Don't really know what to say or how I'm feeling, so here is a jumble of thoughts from today.
I have not been thinking too clearly about having cancer. The more I thought of it, the more I could only imagine the worst. In God's blessing, it is not the worst, actually far from it. I spoke to the doctor, who told me that what I have going on is the best of the bad news. The cancer is relatively new to my body, and there are only 2 kinds of cancer present--ovarian and uterine. Of the 4 potential types I could have, I am really quite relieved there are only 2.
I had asked the doctor what the weights of the different tumors were, and what I know for certain is that my two ovaries weighed nearly 14 pounds. That is out of control. I am relieved they are gone.
I am not as scared as I was without knowing. My next doctor's appointment is Tuesday @ noon, at which point I will know when my appointment with the oncologist will be. We've started gathering medical records to get 2
nd or 3rd opinions. My
ulitimate hope is that the Lord would just heal me, and make me stronger in Him. Beyond that, I would like to stay here in Temple for treatment, just to be close to home, family, friends, and my church. I know, though, that the Lord will put me on the path that is best for me, and will provide the best healing.

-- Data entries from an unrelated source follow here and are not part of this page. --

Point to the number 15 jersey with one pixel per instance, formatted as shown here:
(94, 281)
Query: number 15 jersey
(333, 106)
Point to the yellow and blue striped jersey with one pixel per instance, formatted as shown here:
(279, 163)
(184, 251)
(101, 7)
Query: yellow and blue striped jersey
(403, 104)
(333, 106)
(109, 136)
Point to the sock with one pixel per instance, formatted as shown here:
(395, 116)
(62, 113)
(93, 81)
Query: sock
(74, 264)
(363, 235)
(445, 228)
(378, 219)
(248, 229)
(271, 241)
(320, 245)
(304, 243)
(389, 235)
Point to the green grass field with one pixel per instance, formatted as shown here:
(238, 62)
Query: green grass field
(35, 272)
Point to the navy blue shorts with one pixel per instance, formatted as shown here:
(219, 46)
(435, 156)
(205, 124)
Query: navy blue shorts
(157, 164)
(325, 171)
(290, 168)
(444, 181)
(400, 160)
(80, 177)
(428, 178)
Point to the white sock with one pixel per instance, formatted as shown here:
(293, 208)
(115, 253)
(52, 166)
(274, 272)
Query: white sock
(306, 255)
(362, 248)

Thanks for all of your prayers, calls, and visits. I am still fairly tired, trying to recover from round one, so don't take it personally if I don't respond too quickly. I just wanted each of you to know I love you, and I know you love me. I covet your continued prayers and I promise to let you know if I need anything.
PS-Say an extra prayer for Debby. I am so thankful for her love, her caring, and her tenacity to always keep asking the questions even when I think I don't want the answers. I am being very spoiled, so if you are thinking about coming to spend time with me, just know that the standard for me feeling taken care of is VERY high.